それに気づいたフィーニスは、近くの棚を弄りながら表情を変えずに告げる。
「村の者たちはまだ良心的ですよ。お前を恐れはすれど、利用しようとは考えなかったのだから」
「利用……?」
「ええ、お前を騙して利用すれば、あの村はもっと豊かになる。村人が報復を恐れる臆病者ばかりで助かりましたね」
そう言われても複雑な心境だ。
「ああ、ありました。前に返品された売り物」
「返品?」
「貴族の子供用のお忍び服だったのですが、魔法機能を盛り込みすぎました。高額すぎる上に子供が使いこなせないと」
「ふぅん」
村の服だと都会では浮くらしいので、私は渡されたローブに着替えた。
紺色の少し大きなローブには、身を守るための多様な魔法が施されているのだとか。
それからというもの、フィーニスは私に様々な雑用を言いつけた。
だが、そのどれもが私にとって新鮮で、毎日楽しみながら店番や薬品作りに精を出した。
彼女の研究はと言うと、とりあえず私を観察するだけらしい。
変な実験をされるなどではなく、私は至って普通に扱われている。
村にいたときよりも厚遇されている。
家の各所に魔法アイテムの道具があり、家事は最低限でいいし生活にも困らない。
文字を知りたいと言えば教師を雇ってくれたし、魔法書も自由に読ませてくれた。
最初は渋っていたが、こういう魔法を覚えたいと頼めば、そのうち教えてくれるようになった。

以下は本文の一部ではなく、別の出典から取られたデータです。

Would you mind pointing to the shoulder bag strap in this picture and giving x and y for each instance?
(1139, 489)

どうやらフィーニスは、私が魔法をたくさん覚えた方が、自分の仕事が減ることに気づいたらしい。
もちろん、私は自分自身でも数多くの魔法を生みだした。
やりたい放題できるし、村にいたときとは逆でやればやるほど周囲から褒められた。
生活面でも不自由はなかった。
フィーニスは料理が得意ではないらしかったが、私にために「子供用の食事」とやらを作ってくれた。かなり独特の味だ。

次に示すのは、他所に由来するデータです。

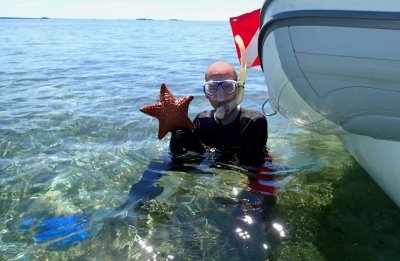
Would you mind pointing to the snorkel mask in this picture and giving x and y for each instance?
(227, 107)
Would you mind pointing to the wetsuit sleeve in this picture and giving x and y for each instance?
(183, 140)
(255, 137)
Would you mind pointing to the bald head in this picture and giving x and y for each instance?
(220, 71)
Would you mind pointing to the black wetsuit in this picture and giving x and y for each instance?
(244, 134)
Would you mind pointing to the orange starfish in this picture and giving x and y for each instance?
(170, 112)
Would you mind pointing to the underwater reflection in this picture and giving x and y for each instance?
(243, 221)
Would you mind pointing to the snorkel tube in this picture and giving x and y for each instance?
(223, 109)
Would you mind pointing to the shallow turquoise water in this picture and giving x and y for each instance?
(73, 142)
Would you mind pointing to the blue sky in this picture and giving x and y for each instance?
(213, 10)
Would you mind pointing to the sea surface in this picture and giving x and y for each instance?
(73, 142)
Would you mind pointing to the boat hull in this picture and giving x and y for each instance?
(333, 67)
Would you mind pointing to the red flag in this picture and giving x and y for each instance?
(247, 26)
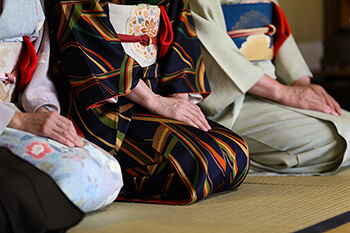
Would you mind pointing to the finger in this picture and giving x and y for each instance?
(62, 139)
(331, 102)
(198, 118)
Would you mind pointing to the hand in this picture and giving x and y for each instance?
(176, 107)
(180, 108)
(313, 96)
(47, 124)
(302, 94)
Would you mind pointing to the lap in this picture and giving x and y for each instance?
(90, 177)
(27, 194)
(159, 152)
(282, 139)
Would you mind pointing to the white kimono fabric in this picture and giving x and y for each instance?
(282, 140)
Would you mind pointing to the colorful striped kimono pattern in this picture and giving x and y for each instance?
(163, 160)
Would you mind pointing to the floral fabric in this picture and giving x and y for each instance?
(90, 177)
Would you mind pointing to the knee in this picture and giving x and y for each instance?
(90, 177)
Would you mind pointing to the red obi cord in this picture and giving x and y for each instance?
(164, 39)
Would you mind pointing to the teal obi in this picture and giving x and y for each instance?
(251, 28)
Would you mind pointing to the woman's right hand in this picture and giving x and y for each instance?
(47, 124)
(175, 107)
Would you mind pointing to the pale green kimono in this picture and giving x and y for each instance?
(282, 140)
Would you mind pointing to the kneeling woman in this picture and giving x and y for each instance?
(130, 77)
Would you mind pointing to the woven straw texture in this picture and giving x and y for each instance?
(261, 204)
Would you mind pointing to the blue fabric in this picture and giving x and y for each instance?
(90, 177)
(246, 16)
(20, 18)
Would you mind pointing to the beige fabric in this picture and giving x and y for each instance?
(286, 141)
(261, 204)
(303, 144)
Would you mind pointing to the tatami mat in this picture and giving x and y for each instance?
(261, 204)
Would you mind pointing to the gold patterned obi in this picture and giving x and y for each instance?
(137, 27)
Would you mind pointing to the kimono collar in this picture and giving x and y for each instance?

だが、実の母親の料理も生野菜や品質の悪い果物がメインだったので、特に気にならない。
そのほか、彼女は全てにおいて私の自主性を重んじてくれた。
ピンクウサギを飼い始めたときも、私の行動を興味深そうに眺めているだけだったし、特に反対しなかった。
フィーニスは口で私を子供だと言うが、子供扱いはしない。
それが心地いい。
いつの間にか、私は彼女の実験対象ではなく、弟子に格上げされた。
そうして、私は十二歳で彼女から独立し、三人の弟子を取って一人前の魔女になったのだ。